De plus, le DOJ, agissant sous l’administration Biden, a explicitement déclaré que ses enquêteurs allaient examiner de plus près la promotion off-label qui, par le passé, aurait pu passer inaperçue. Cela signifie que les entreprises pharmaceutiques et de dispositifs médicaux devraient se préparer à un changement radical dans les demandes d’enquête et l’application de la loi. 

Promotion explicite et implicite hors label

La FDA interdit aux entreprises de commercialiser des dispositifs médicaux et des produits pharmaceutiques pour des usages non approuvés par l’agence. La promotion hors AMM prend deux formes : la commercialisation d’un dispositif ou d’un médicament qui n’a pas reçu l’approbation de la FDA, ou la promotion d’un dispositif approuvé pour une utilisation non approuvée.

La promotion hors label peut être explicite ou implicite. La promotion explicite hors indication se produit lorsqu’un fabricant fait des affirmations directes sur un produit pour le promouvoir à un usage non approuvé. La promotion implicite hors indication se produit lorsqu’un fabricant suggère indirectement qu’un dispositif est approprié pour un usage non approuvé. 

Prenons par exemple une entreprise de dispositifs médicaux qui a fabriqué un produit autorisé à être utilisé comme dispositif de dépistage diagnostique adjuvant. L’entreprise a reçu une lettre d’avertissement de la FDA parce que l’agence suggérait que ses documents promotionnels laissaient entendre que l’appareil pouvait être utilisé comme test autonome. 

Les entreprises qui pratiquent l’un ou l’autre type de marketing hors indication font face à des conséquences réglementaires, civiles et criminelles. Une affaire impliquant Pfizer et la promotion de son anti-inflammatoire, Bextra, en 2009 illustre la sévérité des sanctions en cause. L’entreprise a réglé l’affaire avec le gouvernement pour 2,3 milliards de dollars et deux dirigeants de l’entreprise risquent une peine de prison en lien avec la société. 

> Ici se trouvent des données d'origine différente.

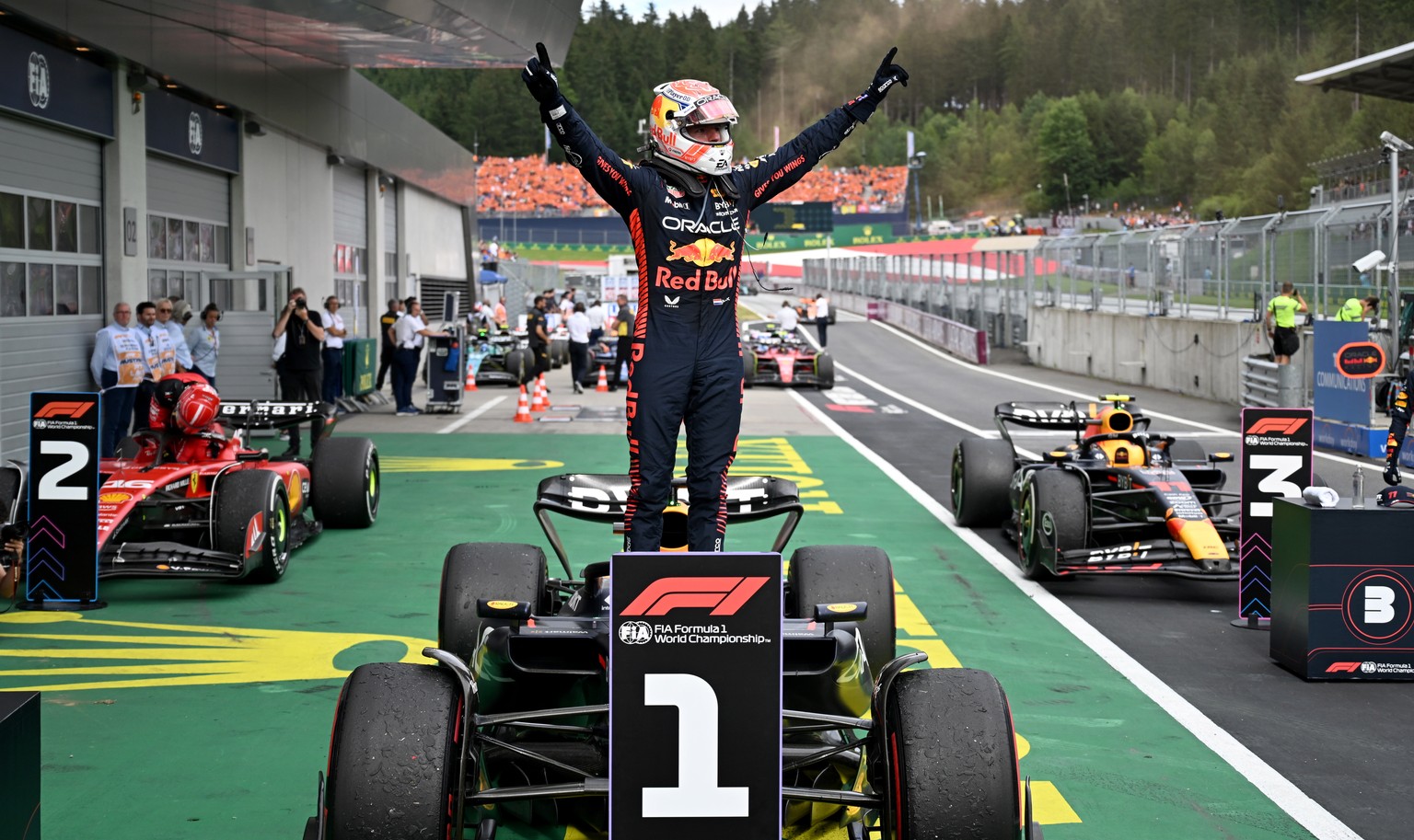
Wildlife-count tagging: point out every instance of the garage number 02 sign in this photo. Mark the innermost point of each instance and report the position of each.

Ces dernières années, la plupart des actions d’application de la loi pour la promotion hors indication se sont concentrées sur les compagnies pharmaceutiques. Cependant, la FDA, le Bureau de l’inspecteur général des États-Unis (OIG) et le DOJ accordent de plus en plus d’attention à la promotion hors indication dans l’industrie des dispositifs, ce qui indique que les entreprises de dispositifs pourraient éventuellement recevoir le même niveau de surveillance que leurs homologues pharmaceutiques.

Ce que les entreprises peuvent faire

Les entreprises ont toujours fait face à des risques réglementaires considérables en matière de promotion de produits. Après tout, « faux et trompeur » est souvent une question de jugement. Les entreprises devront maintenant s’assurer que leur langage marketing et promotionnel évite toute zone grise, sans parler de la zone rouge du faux étiquetage.

Le DOJ a clairement indiqué que les documents promotionnels imprimés, diffusés ou numériques sur les réseaux sociaux doivent être appuyés par de la littérature médicale ou des preuves cliniques s’ils veulent résister à l’examen des régulateurs et des avocats des plaignants.

Une étape recommandée de conformité consiste à faire examiner attentivement vos documents avant publication par un professionnel médical qualifié, de préférence avec des qualifications irréprochables et non salarié par la compagnie de médicaments, suppléments nutritionnels ou dispositifs médicaux qui vend les produits promus. L’information factuelle est essentielle pour protéger une entreprise contre les questions que les enquêteurs gouvernementaux, les médias ou les défenseurs des consommateurs poseront probablement à l’avenir.

Il ne fait aucun doute que le DOJ interprétera la promotion off-label plus strictement et la jugera plus sévèrement qu’il ne l’a fait ces dernières années. Pour cette raison, les fabricants doivent adopter une approche prudente et éliminer toute allégation ou activité, y compris des inférences suggestives, qui pourrait être considérée comme une promotion hors label.